Syntax and Semantics
From Geb
In this section, Hofstadter is (via Winograd) taking an implicit dig at generative-linguist theories that posit separate mental modules for syntax and semantics. This is all well and good, and there is evidence for both the Hofstadter/Winograd position, and for the separate module theory (I'm a bit out of the cogsci/linguistics loop, and I don't know if there have been slam dunks for one or the other position in the past five years).
I'm finding it annoying, however, that Hofstadter presents Winograd's comments on SHRDLU as if they are final proof for a unified syntax/semantics in natural language ("It is extremely interesting that in natural language, syntax and semantics are so deeply intertwined. ... But here, Winograd is telling us that-- at least when the usual sense of 'syntax' and 'semantics' are taken-- they merge right into each other, in natural language." (p. 631)).

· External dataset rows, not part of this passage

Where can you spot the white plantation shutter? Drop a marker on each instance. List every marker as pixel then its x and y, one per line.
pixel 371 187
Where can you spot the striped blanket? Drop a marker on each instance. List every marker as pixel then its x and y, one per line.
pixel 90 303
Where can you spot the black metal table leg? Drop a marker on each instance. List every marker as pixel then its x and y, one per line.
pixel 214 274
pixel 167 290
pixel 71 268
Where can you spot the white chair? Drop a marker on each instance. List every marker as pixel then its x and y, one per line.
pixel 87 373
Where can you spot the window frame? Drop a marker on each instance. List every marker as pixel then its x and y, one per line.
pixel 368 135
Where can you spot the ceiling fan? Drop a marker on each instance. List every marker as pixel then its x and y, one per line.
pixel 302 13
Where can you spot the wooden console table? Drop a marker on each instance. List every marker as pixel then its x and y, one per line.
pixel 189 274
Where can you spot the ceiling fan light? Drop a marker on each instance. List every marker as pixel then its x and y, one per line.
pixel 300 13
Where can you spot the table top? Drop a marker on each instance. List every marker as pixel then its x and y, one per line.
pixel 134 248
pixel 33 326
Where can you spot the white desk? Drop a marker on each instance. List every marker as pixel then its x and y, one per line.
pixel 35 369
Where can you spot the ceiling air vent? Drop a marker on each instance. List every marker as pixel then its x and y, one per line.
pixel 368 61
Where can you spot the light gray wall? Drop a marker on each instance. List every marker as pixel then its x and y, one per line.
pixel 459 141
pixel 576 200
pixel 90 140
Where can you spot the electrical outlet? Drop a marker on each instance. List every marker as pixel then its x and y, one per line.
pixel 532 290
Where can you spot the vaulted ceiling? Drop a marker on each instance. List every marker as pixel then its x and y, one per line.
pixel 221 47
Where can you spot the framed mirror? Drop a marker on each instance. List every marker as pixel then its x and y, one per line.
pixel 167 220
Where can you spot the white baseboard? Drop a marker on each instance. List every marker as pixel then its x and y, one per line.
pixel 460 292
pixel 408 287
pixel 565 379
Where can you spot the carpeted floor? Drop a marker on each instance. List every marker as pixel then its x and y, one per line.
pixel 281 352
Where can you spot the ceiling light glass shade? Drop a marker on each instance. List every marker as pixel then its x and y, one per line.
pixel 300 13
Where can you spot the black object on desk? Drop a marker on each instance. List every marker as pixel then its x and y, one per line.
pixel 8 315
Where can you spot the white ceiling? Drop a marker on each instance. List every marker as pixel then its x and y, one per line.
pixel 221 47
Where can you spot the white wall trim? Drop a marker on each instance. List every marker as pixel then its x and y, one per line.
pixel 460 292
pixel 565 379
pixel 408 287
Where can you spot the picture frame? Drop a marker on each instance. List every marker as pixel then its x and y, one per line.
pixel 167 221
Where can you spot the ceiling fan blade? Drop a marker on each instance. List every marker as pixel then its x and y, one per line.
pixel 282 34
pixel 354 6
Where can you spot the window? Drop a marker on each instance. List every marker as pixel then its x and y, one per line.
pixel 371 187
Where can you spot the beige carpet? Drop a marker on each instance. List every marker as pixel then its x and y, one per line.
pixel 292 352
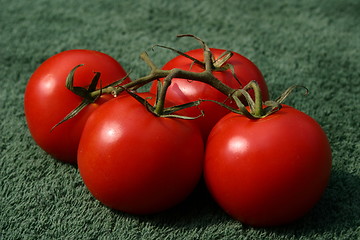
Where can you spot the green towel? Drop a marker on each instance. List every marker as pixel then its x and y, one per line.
pixel 312 43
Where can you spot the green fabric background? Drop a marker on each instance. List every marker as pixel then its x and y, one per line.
pixel 313 43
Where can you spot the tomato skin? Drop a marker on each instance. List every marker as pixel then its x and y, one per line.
pixel 138 163
pixel 183 91
pixel 47 101
pixel 270 171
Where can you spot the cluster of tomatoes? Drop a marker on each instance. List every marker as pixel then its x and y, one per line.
pixel 263 172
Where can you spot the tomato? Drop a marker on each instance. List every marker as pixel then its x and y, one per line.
pixel 269 171
pixel 183 91
pixel 47 101
pixel 135 162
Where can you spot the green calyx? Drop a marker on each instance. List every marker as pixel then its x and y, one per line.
pixel 257 108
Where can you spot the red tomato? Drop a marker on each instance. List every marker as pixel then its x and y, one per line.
pixel 183 91
pixel 47 101
pixel 269 171
pixel 138 163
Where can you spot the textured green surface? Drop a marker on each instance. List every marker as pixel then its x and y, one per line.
pixel 313 43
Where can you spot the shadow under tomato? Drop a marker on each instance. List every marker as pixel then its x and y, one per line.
pixel 336 212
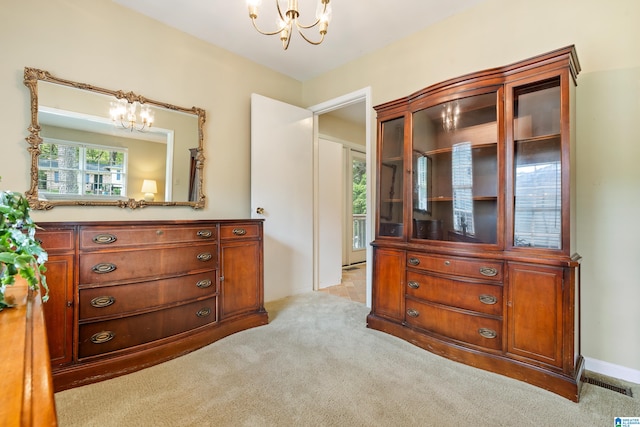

This is just one AI program-- albeit an apparently fairly successful one-- and there's no way that a single program can prove such a huge result about natural language in the human mind. (Also, I think that one could make still make a case for separate modules that are used simultaneously-- as Winograd describes-- in language processing).
Does anyone know if post-SHRDLU AI work has continued to parse sentences using both syntax and semantics simultaneously as Winograd describes?